Measuring the Quality of Prison Life (MQPL) Surveys 2022-23
Data Dashboard
This dashboard, developed by the Center for Criminal Justice (CCJ) at Loyola University Chicago in collaboration with JHA, reflects responses to the Measuring the Quality of Prison Life survey in Illinois. (Scroll further down to learn more about our survey and this dashboard; read our full statement on this dashboard here.)
The Measuring the Quality of Prison Life survey (MQPL) is a detailed survey that gathers prison residents’ views on the quality of life in the facilities where they are held. Originally developed by criminologists at Cambridge University in the early 2000s, the MQPL is routinely used to monitor prison climate and improve prison effectiveness in England, Wales, and other European countries. It yields stable, valid measures of various aspects of a prison’s social environment, including humanity, mutual respect, order, fairness, and staff professionalism, providing prison administrators and the public with a tangible way to compare institutions, isolate problems, and assess progress toward shared goals.
JHA has been working in recent years with prison monitoring groups in New York and Pennsylvania to bring the MQPL into American prisons. In 2022, by agreement with JHA, the Illinois Department of Corrections (IDOC) made an adapted version of the MQPL available to people in its custody. Surveys were distributed in paper form throughout IDOC’s secure facilities, and more than 8,700 completed surveys from 28 prisons were returned to JHA by mail.
The MQPL questions are organized and scored by dimensions: Harmony, Professionalism, Security, and Well-being & Development.
Harmony relates to interpersonal aspects of the prison experience, including measures of staff-incarcerated people relationships, and humane treatment.
Professionalism delves into how the prison operates, including questions regarding staff professionalism, bureaucratic legitimacy, fairness, and organization and consistency.
Security considers use of authority and safety, asking about supervision and control, incarcerated person’s safety and adaption, as well as drugs and exploitation.

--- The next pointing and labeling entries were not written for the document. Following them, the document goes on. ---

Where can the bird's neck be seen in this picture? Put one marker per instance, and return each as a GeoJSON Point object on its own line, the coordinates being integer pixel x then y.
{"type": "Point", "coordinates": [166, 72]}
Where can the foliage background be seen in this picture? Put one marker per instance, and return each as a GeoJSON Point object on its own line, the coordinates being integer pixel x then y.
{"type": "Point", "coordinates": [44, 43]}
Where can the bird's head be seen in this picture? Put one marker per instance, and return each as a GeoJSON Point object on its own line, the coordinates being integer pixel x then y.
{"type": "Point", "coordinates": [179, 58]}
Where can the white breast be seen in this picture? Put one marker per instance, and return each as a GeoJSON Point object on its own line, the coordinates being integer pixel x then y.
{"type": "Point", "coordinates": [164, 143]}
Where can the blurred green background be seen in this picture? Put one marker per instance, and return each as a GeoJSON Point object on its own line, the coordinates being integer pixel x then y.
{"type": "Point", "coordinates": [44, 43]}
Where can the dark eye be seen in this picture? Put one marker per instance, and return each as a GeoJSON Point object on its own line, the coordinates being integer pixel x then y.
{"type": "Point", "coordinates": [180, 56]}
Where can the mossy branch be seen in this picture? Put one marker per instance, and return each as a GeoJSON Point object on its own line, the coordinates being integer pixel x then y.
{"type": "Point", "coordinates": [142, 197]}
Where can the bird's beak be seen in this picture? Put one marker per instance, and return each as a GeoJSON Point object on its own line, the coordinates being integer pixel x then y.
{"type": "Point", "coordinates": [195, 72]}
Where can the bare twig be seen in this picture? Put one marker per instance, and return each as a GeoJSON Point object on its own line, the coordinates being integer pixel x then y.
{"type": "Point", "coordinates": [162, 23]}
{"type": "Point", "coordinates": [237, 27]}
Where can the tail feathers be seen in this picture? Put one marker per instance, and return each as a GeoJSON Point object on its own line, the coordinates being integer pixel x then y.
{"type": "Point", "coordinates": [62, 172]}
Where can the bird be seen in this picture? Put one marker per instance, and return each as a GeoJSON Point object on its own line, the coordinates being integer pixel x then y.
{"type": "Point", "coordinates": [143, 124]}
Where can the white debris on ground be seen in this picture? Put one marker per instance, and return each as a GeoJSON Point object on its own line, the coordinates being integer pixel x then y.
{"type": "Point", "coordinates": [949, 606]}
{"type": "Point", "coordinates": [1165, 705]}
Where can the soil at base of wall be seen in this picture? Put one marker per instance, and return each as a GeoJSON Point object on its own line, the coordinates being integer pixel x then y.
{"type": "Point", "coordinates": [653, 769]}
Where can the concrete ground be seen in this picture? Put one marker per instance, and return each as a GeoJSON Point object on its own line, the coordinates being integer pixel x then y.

Lastly, Well-being & Development explores personal development, feelings of pain, and stress, and environmental factors that promote crime desistance and preparation for release.
JHA’s survey also included questions on demographics of respondents, some additional MQPL questions outside of these dimensions, questions asked in previous JHA surveys, and open-ended questions.
Complete result reports by prison can be found here, along with results from a companion Staff Quality of Life Survey (SQL).
CCJ worked with JHA to analyze survey responses and create an online dashboard showing MQPL results in a comprehensible visual format. The dashboard allows users to compare institutions across various MQPL dimensions, to focus in on particular issues like staff-resident relationships, and to filter results by demographic and other characteristics.